(In memory of Dame Thatcher — the aptly titled “Iron Lady”—I re-print this lesson, originally published in 2002. Maggie Thatcher, R.I.P.)
In the long history of Great Britain’s monarchy, men ruled almost constantly, yet the two most memorable reigns were by women, Elizabeth I and Victoria. Something of the same could be said about the nation’s prime ministers. They have all been men, except for one of the most memorable, Margaret “Maggie” Thatcher, who became head of Britain’s Conservative Party this week (Feb 11) in 1975. “The Iron Lady,” as she was called, subsequently became the only British Prime Minister of the 20th Century to be elected to three consecutive terms in office.
As PM, Thatcher’s top priority was to end Britain’s flirtation with Socialism by privatizing as many state-owned industries as possible, while at the same time reducing the power of Britain’s trade unions, which Thatcher believed had prevented Britain from modernizing its economy. She also fought to reduce taxes, cut bureaucratic red tape and encourage home ownership. And last but not least, Thatcher — the daughter of a grocer — worked to hammer the final nail in the coffin of the British class system, which she was convinced stifled the entrepreneurial spirit and prevented talented people, regardless of birth origin, from achieving success.

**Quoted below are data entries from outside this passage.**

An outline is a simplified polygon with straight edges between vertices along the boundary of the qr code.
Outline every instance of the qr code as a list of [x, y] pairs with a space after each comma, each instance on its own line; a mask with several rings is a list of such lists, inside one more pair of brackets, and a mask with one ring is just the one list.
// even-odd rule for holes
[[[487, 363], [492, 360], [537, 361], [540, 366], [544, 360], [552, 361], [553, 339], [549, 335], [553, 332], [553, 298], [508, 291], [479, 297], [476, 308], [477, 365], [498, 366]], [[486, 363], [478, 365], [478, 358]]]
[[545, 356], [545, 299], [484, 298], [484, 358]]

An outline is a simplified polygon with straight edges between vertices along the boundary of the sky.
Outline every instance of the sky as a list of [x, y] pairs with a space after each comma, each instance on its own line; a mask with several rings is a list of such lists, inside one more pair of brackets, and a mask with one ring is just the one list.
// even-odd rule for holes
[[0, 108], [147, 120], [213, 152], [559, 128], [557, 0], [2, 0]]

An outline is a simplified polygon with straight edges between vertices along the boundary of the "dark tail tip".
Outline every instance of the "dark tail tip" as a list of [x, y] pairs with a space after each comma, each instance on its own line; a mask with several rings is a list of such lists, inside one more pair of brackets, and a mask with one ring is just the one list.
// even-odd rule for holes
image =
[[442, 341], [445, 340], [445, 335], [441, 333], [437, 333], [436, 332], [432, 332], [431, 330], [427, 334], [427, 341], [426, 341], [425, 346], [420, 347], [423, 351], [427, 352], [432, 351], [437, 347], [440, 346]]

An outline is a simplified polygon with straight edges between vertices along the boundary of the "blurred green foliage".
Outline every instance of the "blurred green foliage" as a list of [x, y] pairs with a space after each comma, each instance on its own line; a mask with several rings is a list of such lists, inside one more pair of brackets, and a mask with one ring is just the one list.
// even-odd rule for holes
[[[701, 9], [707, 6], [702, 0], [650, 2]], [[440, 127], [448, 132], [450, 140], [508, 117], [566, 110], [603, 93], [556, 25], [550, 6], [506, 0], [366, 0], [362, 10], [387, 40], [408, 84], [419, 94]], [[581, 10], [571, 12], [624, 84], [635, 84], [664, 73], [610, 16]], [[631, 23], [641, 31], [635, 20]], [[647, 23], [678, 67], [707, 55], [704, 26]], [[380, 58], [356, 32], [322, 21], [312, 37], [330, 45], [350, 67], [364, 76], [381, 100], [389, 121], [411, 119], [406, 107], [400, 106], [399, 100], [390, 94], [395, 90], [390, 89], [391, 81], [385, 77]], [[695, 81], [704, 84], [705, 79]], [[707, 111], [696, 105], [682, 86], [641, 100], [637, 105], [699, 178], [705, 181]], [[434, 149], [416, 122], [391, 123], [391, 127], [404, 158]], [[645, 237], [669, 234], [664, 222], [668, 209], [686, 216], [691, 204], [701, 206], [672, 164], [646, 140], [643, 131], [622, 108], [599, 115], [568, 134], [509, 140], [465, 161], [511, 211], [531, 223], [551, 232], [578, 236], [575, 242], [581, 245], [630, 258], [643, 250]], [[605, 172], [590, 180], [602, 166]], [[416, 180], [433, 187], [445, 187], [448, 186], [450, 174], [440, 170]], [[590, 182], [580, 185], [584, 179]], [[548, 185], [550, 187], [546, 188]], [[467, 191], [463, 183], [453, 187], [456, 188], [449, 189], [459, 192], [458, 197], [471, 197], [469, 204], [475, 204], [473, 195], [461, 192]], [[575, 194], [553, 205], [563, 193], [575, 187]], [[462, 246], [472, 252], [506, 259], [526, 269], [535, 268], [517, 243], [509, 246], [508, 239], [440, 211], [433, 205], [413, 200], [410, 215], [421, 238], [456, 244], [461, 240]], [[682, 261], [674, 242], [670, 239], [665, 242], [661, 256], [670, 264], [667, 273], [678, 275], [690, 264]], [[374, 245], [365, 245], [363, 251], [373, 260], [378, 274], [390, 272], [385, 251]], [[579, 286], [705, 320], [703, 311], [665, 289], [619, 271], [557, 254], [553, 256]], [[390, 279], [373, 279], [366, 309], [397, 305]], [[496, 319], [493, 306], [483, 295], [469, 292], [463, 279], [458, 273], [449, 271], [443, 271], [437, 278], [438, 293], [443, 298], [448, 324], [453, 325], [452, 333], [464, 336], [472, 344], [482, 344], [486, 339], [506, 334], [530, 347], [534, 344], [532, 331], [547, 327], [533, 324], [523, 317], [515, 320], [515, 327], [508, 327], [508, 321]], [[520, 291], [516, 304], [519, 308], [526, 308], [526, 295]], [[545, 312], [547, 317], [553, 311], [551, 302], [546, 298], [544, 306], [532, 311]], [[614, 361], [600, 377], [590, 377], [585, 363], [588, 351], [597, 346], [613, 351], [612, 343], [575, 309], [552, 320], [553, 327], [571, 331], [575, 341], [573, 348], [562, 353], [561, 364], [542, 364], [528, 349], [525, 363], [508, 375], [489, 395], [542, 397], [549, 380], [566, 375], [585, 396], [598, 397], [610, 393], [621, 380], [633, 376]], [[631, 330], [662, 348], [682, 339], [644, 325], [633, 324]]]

Thatcher had detractors, especially as unemployment rose in the wake of her privatization plans, and it is probably true that what saved her from being defeated for re-election was Britain’s victory in the Falklands War in 1982 — a war in which Thatcher sent British warships to oust Argentine troops from the tiny Falkland Islands that both Britain and Argentina claimed. However, by the end of her second term the British economy had responded to her initiatives, and the British middle class had rallied to her cause. She was overwhelmingly elected to a third term in 1987.
Maggie Thatcher was (like her soul mate, Ronald Reagan) that rarest of political animals, a conviction politician, and, love her or hate her, her unflinching belief in capitalism and democratic government helped her change Britain in truly fundamental ways. Indeed, it says something about Thatcher that, next to the trade unions and other members of the far Left, the group that fought her the hardest during her time in office was the elitist Tory gentry on the far Right (elements of that Tory elite helped oust her from party leadership in 1990). Both groups preferred the status quo, and Thatcher would have none of it.
Today, of all the honors that a still active Maggie Thatcher has accrued, including the title of Baroness, perhaps the one dearest to her heart is the honor of seeing her name attached to an ideology. To this day, “Thatcherism” affects the national life of Great Britain, and it surely will for years to come.